This week, we take a look at the starting rotation and we begin with two pitchers who contrasted as much as anyone this season: Derek Lowe and Tim Hudson. Hudson was consistently good while Lowe was consistently bad, so bad that he could give Freddy Krueger nightmares (this is Halloween, after all). They both smacked home runs, but that's where the similarities end. Hudson was Atlanta's most reliable starter in 2011, leading the team in wins and innings pitched while finishing second among starters in ERA (Jurrjens).
Lowe, on the other hand, was the first Braves pitcher since 1988 (Glavine) to lose 17 games in a season. The 17 losses were tied for the most in all of MLB and set a new personal record for futility. He had the worst ERA among the starting rotation and, for the most part, did not pitch like he was worth $60 million. His nine wins are his fewest since becoming a full-time starter in 2002.
|2011 - Tim Hudson||16-10||33||33||1||1||0||0||215.0||189||86||77||14||56||158||3.22||1.14|
Lowe may have been the opening day starter, but it was Hudson who proved to be the better pitcher. Hudson's 158 strikeouts are the most he's recorded with the Braves and it's the fourth-highest total of his career. His 2.82 K/BB ratio is the highest he's ever recorded. His GB% (56.7) was the lowest since 2002, yet it was good enough for fourth in all of MLB; the same goes for his GB/FB ratio (2.29). He tossed Atlanta's first of two complete game shutouts during the season, an 8-0 1-hitter over Milwaukee on May 4. He earned his 1,600th career strikeout in his June 20 start vs. Toronto and won the 10,000th game in Braves franchise history July 15.
On the downside, Hudson plunked 15 batters in 2011, topping all of MLB and his 10 wild pitches were second on the team; no one behind him had more than five.
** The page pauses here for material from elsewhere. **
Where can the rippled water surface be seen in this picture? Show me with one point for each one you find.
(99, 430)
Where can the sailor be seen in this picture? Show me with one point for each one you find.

|2011 - Derek Lowe||9-17||34||34||0||0||0||0||187.0||212||110||105||14||70||137||5.05||1.51|
As for Derek Lowe, to say he struggled this year would be an understatement. To put it simply, he flat out stunk. He showed glimpses of what he was supposed to be, but they were few in number; his May 6 start against the Phillies, for example: he took a no-hitter through six innings before getting dinged for a couple of hits. Including that start, for the month of May, the Braves were 5-1 in his starts despite his 4.86 ERA. Lowe's best month was April when he posted a 3.21 ERA; after that, everything went south starting with his DUI arrest April 28 and culminating with a miserable September that saw Lowe lose all five starts with an 8.75 ERA; a stark difference from September 2010 when he was the NL Pitcher of the Month. Lowe walked 70 batters for the first time since 2004 with Boston. According to Fangraphs, Lowe's WPA of -3.11 was worse than Scott Proctor.
Quality starts may be a useless stat to some, but in this case, they're effective in showing just how much better Hudson was than Lowe. I've also included other numbers for comparison.
|Tim Hudson||Derek Lowe|
|Quality Starts (6+ IP, ≤ 3 ER)||23 of 33||14 of 34|
|ERA in quality starts||1.81||3.09|
|6+ inning starts||28||19|
|7+ inning starts||16||3|
|≤ 5 IP starts||4||11|
|Starts with 4+ ER allowed||7||15|
|Opponent's batting avg.||.236||.285|
If there is a glimmer of anything positive in Lowe's 2011 season, he was second in MLB in GB% (59.0) and GB/FB ratio (2.62). In addition, his FIP of 3.70 was his lowest as a Braves pitcher. He also had four starts in which he didn't allow a run (each at least 5 IP).
He also had a .173 batting avg. as a hitter, besting Hudson's .116, but they hit the only two home runs hit by Braves pitchers in 2011.
June 20: Hudson's homer
August 31: Lowe's homer
Hudson proved he deserves to be Atlanta's Opening Day starter in 2012. He's a free agent following the end of next season with an option for 2013. Lowe has no such option and certainly didn't help his cause this year to be retained beyond 2012, if he's kept next year at all. If he is, it could (and should) be out of the bullpen. The Braves have much better, younger options for the rotation.